Título: Efeito contrário
Autor: Ming, Celso
Fonte: O Estado de São Paulo, 20/06/2007, Economia, p. B2

Quando compra dólares, o Banco Central atua para desvalorizar o real (aumento das cotações do dólar). Certo ou errado?

No mínimo, discutível. Para o caso, não basta aplicar cegamente a lei da oferta e da procura como o senso comum parece recomendar. Há razões para acreditar no oposto: ao comprar dólares e reforçar as reservas, o Banco Central ajuda na queda das cotações. Vale examinar algumas dessas razões:

(1) Criação de estabilidade - As reservas externas saltaram de US$ 52 bilhões no fim de 2004 para cerca de US$ 145 bilhões agora. Esse reforço aumentou a margem de atuação do Banco Central no câmbio. Se sobrevier um choque externo, que poderia gerar maior procura de moeda estrangeira, o Banco Central estará em condições de vender dólares para evitar a volatilidade. Isso torna a economia mais previsível e mais favorável a investimentos externos. Ou seja, mais dólares tendem a entrar no País.

(2) Queda do risco - Em dezembro de 2004, o prêmio de risco Brasil era de 377 pontos. Hoje, é de 140 pontos. A compra de dólares melhorou a percepção sobre a capacidade do Brasil de honrar seus compromissos. Além de reduzir os juros da dívida, isso atrai investimentos e mais dólares.

(3) Antecipação do grau de investimento - Quando as reservas externas ultrapassam a dívida externa, como está para acontecer, o país se torna credor externo líquido. Como já foi mencionado em outros dias nesta coluna, esta qualidade tende a antecipar a obtenção do grau de investimento, o que tende a atrair ainda mais dólares.

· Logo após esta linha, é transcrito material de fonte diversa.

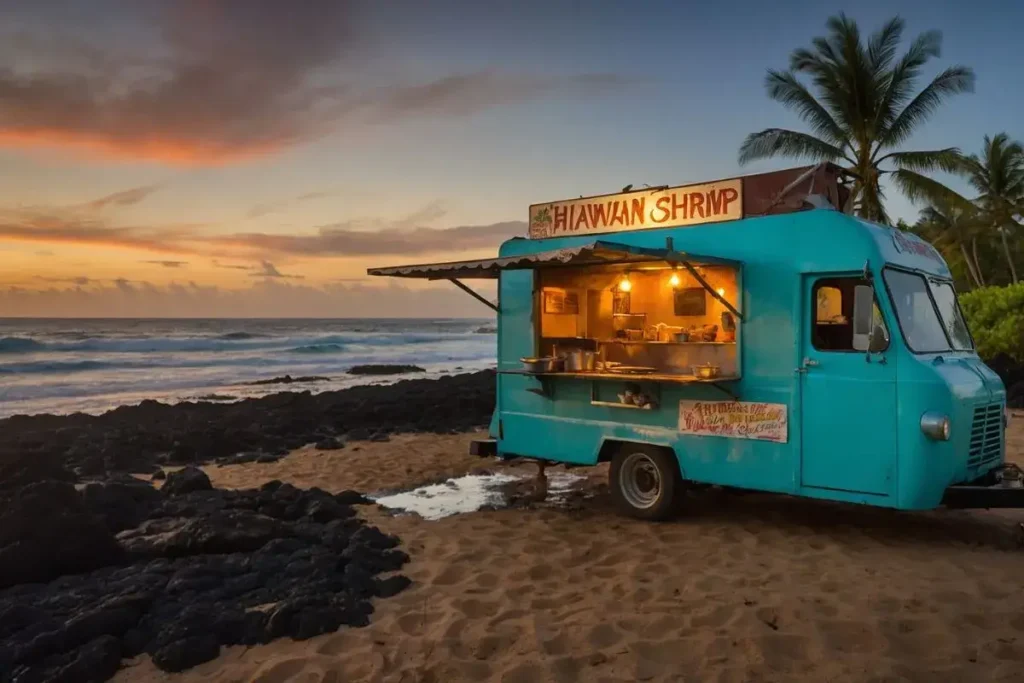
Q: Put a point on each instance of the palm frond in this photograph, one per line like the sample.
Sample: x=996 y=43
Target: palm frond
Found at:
x=780 y=142
x=783 y=87
x=949 y=160
x=882 y=46
x=952 y=81
x=904 y=75
x=921 y=188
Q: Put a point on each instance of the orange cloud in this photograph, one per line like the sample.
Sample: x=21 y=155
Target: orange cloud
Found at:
x=147 y=147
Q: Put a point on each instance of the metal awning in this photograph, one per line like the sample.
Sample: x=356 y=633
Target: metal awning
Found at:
x=595 y=253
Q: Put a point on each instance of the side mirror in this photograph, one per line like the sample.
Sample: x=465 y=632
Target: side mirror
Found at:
x=863 y=302
x=879 y=341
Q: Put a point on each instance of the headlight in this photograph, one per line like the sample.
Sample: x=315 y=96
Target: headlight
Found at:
x=935 y=426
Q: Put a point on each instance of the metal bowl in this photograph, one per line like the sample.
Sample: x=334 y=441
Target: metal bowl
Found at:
x=707 y=372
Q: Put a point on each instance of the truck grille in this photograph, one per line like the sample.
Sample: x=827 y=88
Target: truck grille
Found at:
x=986 y=434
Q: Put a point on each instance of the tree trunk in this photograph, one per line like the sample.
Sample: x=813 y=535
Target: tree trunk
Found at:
x=970 y=265
x=1010 y=258
x=977 y=263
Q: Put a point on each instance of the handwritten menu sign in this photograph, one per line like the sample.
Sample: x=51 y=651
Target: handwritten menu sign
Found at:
x=663 y=207
x=734 y=419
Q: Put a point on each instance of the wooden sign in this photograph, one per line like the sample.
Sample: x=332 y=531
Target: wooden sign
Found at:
x=767 y=422
x=688 y=205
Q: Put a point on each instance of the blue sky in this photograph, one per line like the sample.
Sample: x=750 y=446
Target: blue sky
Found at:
x=379 y=124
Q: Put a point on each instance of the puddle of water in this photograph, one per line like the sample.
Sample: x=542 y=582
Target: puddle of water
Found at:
x=468 y=494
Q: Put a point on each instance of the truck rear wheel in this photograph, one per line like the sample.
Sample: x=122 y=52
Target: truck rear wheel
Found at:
x=644 y=481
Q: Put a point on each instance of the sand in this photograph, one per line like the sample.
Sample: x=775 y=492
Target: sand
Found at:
x=741 y=588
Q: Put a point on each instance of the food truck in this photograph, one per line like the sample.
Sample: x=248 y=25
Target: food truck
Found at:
x=744 y=333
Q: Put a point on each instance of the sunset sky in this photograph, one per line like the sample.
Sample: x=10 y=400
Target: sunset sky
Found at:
x=185 y=158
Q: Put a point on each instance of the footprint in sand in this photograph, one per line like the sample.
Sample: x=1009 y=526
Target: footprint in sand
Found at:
x=524 y=673
x=452 y=574
x=486 y=580
x=474 y=608
x=603 y=635
x=281 y=671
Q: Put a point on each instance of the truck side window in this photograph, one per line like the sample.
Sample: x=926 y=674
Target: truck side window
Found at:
x=832 y=327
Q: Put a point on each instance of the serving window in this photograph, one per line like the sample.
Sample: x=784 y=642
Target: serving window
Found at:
x=654 y=316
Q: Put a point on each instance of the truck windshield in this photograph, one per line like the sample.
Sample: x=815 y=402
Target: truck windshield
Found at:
x=928 y=312
x=952 y=318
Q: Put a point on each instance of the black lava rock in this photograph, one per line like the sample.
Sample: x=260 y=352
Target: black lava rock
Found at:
x=185 y=481
x=46 y=530
x=200 y=569
x=187 y=652
x=153 y=435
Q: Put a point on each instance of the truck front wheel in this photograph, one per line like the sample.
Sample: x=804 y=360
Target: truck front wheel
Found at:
x=644 y=481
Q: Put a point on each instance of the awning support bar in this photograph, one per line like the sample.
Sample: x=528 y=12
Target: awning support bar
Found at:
x=675 y=257
x=473 y=294
x=711 y=290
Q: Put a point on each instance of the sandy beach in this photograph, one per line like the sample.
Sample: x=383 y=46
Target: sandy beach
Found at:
x=739 y=588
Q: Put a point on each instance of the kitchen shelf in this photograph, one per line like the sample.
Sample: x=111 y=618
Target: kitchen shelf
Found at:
x=651 y=377
x=624 y=341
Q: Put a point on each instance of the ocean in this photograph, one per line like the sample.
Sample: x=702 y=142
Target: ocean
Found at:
x=91 y=366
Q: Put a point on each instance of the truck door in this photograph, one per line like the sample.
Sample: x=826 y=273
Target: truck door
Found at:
x=848 y=395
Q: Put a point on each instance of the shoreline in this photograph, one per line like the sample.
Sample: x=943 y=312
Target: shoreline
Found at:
x=147 y=436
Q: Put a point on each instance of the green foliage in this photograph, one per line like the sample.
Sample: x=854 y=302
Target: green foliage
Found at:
x=995 y=315
x=861 y=101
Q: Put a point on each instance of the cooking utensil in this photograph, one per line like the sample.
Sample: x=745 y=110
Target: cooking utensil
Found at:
x=579 y=360
x=706 y=372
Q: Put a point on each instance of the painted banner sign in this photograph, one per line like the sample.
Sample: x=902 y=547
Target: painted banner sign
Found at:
x=667 y=207
x=736 y=419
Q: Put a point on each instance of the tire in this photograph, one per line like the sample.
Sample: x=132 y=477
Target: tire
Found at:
x=645 y=482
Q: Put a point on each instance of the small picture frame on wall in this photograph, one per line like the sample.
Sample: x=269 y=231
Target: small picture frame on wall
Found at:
x=561 y=303
x=690 y=301
x=621 y=303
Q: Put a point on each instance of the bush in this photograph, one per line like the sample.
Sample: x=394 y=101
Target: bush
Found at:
x=995 y=315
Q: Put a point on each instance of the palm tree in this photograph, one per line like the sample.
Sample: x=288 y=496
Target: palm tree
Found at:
x=863 y=110
x=955 y=225
x=997 y=175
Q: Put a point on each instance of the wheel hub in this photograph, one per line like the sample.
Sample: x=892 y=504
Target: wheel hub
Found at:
x=640 y=480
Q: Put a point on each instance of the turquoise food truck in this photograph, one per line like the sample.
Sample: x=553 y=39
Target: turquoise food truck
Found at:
x=743 y=333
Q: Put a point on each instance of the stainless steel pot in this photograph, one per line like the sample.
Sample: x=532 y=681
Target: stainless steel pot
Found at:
x=579 y=360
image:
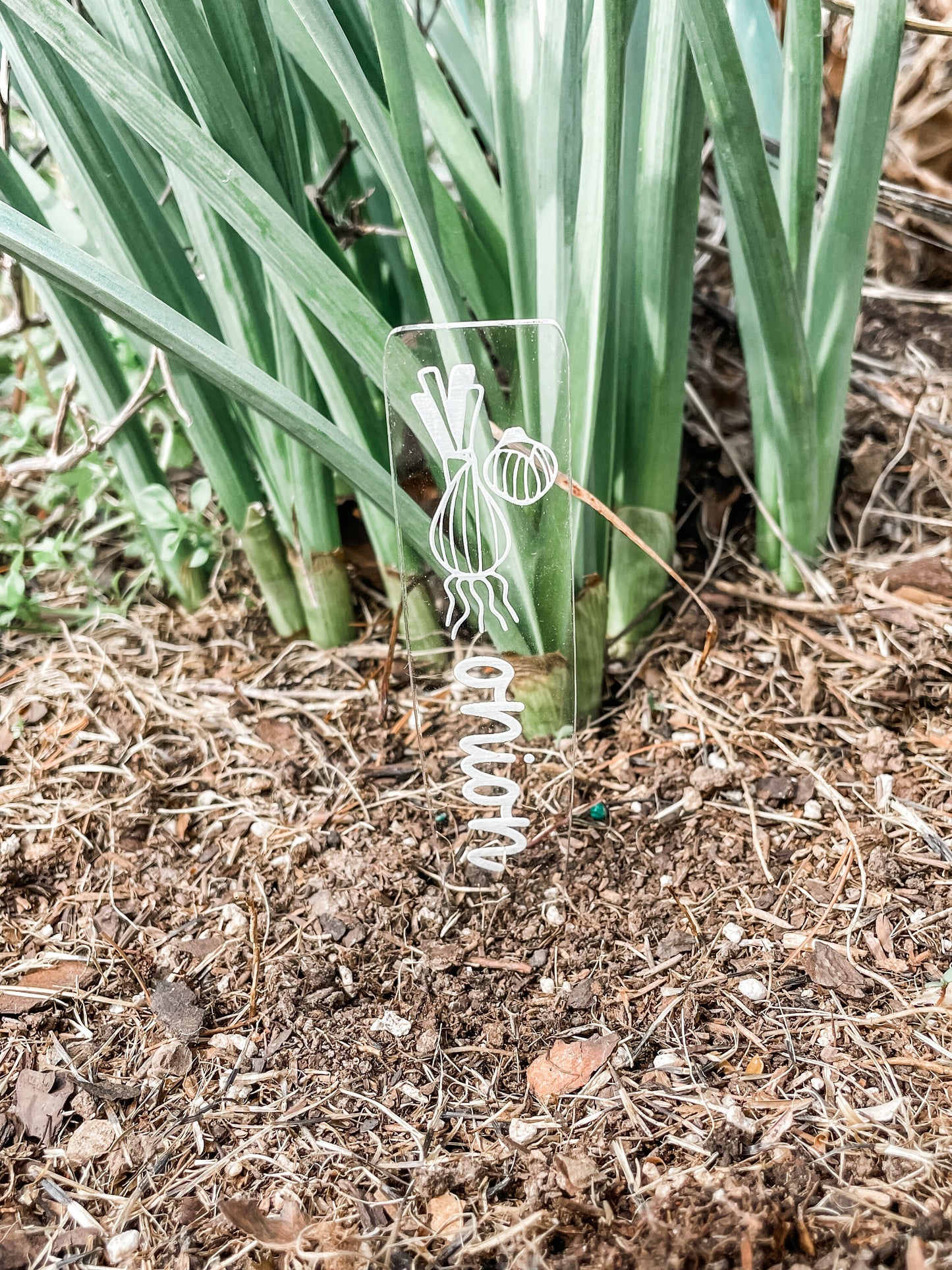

(4) Derrubada dos juros - A Ata da última reunião do Copom deixou claro que a queda das cotações do dólar foi determinante para que o corte dos juros fosse maior. Juros mais baixos puxam pelo crescimento econômico, pelos investimentos e, portanto, pela maior entrada de dólares.

O presidente do BNDES, Luciano Coutinho, queixou-se segunda-feira de que a valorização do real afugenta investimentos. Por outro ângulo, pode-se dizer o contrário. Os investimentos estão crescendo. O presidente do Banco Central, Henrique Meirelles, prevê para este ano a entrada bruta de Investimentos Estrangeiros Diretos de US$ 40 bilhões.

O ex-diretor de Assuntos Internacionais do Banco Central e economista-chefe do Banco Real ABN Amro para a América Latina, Alexandre Schwartsman, explica que a chave para entender por que as compras de dólares estão produzindo efeito contrário ao previsto é a esterilização da moeda emitida quando da compra dos dólares. 'Não houvesse essa esterilização (retirada de moeda do mercado), como na Argentina, o resultado seria mais inflação, mais instabilidade...'

Os que defendem a necessidade de desvalorização do real e para isso pregam a compra agressiva de dólares pelo Banco Central devem se perguntar se o tiro não está saindo pela culatra.

E, se estiver, será preciso criar demanda de dólares por outros meios. Um é estimular a compra de empresas ou investimentos no exterior. Dois exemplos: a Vale do Rio Doce pagou US$ 18 bilhões pela Inco e a Friboi, US$ 1,4 bilhão pela Swift.